January 8, 2015 The Babadook (Movie Review)
The Babadook is the much talked about Psychological Thriller that was written and directed by Jennifer Kent. As Kent’s first full-length directorial debut, The Babadook comes to audiences from South Australia and was shot on a two million dollar budget. Initially released on January 17th, 2014 at Sundance, it opened in the USA the weekend of November 28th through IFC Midnight. Director of 1973 Horror classic The Exorcist, William Friedkin, stated that The Babadook was the most terrifying film he had ever seen, so the hype surrounding this film has been second to none. So the question stands, does this film live up to its hype?

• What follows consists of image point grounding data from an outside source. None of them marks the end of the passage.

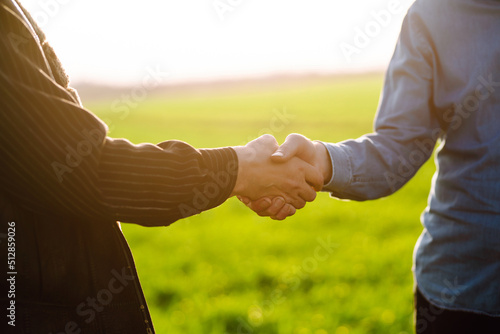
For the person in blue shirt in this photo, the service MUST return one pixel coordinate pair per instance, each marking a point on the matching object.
(442, 86)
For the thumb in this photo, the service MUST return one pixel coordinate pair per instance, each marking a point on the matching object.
(293, 146)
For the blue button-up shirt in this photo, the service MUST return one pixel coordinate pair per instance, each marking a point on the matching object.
(442, 85)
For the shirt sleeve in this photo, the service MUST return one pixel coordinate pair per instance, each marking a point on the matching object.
(405, 129)
(57, 159)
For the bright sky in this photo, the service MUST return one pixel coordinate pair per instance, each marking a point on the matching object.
(116, 41)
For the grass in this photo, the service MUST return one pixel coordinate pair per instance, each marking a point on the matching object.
(229, 271)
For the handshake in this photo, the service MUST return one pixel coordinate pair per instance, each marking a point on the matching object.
(276, 180)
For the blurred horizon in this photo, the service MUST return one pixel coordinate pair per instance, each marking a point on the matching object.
(121, 43)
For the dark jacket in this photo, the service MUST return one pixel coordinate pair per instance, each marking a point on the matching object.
(63, 187)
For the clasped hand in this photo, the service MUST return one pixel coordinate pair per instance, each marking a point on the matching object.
(277, 180)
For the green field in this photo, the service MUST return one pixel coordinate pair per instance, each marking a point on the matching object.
(230, 271)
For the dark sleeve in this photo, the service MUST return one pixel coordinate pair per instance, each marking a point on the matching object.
(56, 157)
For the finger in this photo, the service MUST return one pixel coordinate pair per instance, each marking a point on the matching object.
(294, 145)
(287, 211)
(277, 204)
(308, 194)
(299, 202)
(260, 205)
(276, 207)
(244, 200)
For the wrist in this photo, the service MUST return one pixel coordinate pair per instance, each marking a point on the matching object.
(244, 156)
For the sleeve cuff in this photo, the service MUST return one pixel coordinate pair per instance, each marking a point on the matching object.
(222, 164)
(341, 168)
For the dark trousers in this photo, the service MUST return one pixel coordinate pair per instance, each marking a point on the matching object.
(434, 320)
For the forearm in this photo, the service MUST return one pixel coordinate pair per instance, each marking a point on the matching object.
(375, 165)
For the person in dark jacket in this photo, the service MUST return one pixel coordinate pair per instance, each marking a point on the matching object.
(65, 185)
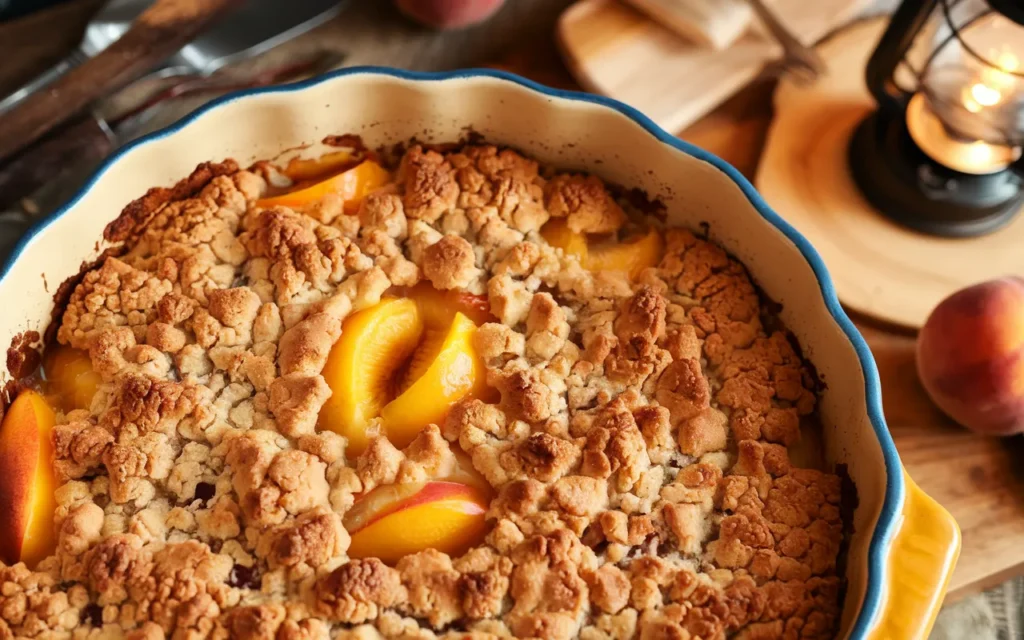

The film centers on a middle-aged mother named Amelia (Essie Davis: The Matrix Reloaded 2003, Legend of the Guardians: The Owls of Ga’Hoole 2010) and her seven year old son Samuel (Noah Wiseman: The Gift 2013). It is almost immediately apparent that Amelia has a very boring and stress-filled life, as it is written on her face through her somber expression and her lost look through tired, wrinkled eyes. Samuel is a unique child and he has, as most children do, an overactive imagination. He is convinced that there is a monster in the house and becomes obsessed with it, so much so that he starts to build weapons and traps to protect himself against it.
Amelia reads a bedtime story to Samuel every night, and when she says that it is his turn to pick a book off of the self he brings back one which Amelia has never seen before and has no idea where it came from. The book is called Mister Babadook and this is the only writing on the outside, front, or back. When she opens it she sees that it is a pop up book and that the drawings and imagery inside are very dark and sinister. The book explains how once The Babadook enters one’s home there is no getting rid of him. Simply frightened by the story, Samuel’s mother decides to put the book away before even concluding it. Even though the book was not finished by Amelia, it is still remembered by Samuel, who is now convinced The Babadook is in his house. Amelia herself starts to have an obsession with the book as well and starts to see bizarre things happen in the night. Enticed to go back to reading the story, she finds it too much to stand and tries to dispose of it. Samuel, at this point, is unable to manage his fear of the monster and starts to act out, which gets him in serious trouble, while what little sanity that Amelia was clinging to starts to slip. Is this woman simply unstable, or is there more than meets the eye? Later in the film, Amelia finds The Babadook book on her front door step put back together with the last few pages, which were once blank, now completed. Is the Babadook real or is it in the imagination of a mother that is on the edge of sanity?
The main problem with The Babadook is not in the film itself, but the misconceptions and hype surrounding it. The film is marketed like a Creature Feature or a Monster Film, so audiences go into it expecting to see the monster a lot. This film is in fact not a typical Horror film of today, and that is what makes it so great. It does not fall victim to the jump-scare tactic that most Horror films do today. Sadly, most spectators who view a modern Horror film gauge the film’s effectiveness off of how many times they were startled by something popping out at them. Horror used to be about real fear; people losing their minds and doing horrendous things to their loved ones. That can be argued as the most terrifying Horror of all. The people one trusts most are the ones they are most vulnerable to.
The Babadook focuses primarily on the psychological aspect and is still able to frighten its audience, which is an enormous feat for cinema today. The mood and tension built is incredible particularly due to high quality cinematography and music. Davis’ portrayal of Amelia is nothing short of an Oscar winning performance as she fully embodies the broken mother who is doing anything to keep it together for her son. The film lives and dies off of the viewers belief in her. With that said, hype kills, especially in Horror genre. Viewers going into The Babadook expecting a dark Psychological Thriller like those of yesteryear will absolutely love this film. Regardless of one’s expectations, this is a must see for any Horror fan because, love it or hate it, The Badadook will become a classic. Time to turn off the cell phones and pay attention, this film requires undivided attention. CrypticRock gives The Badadook 5 out of 5 stars.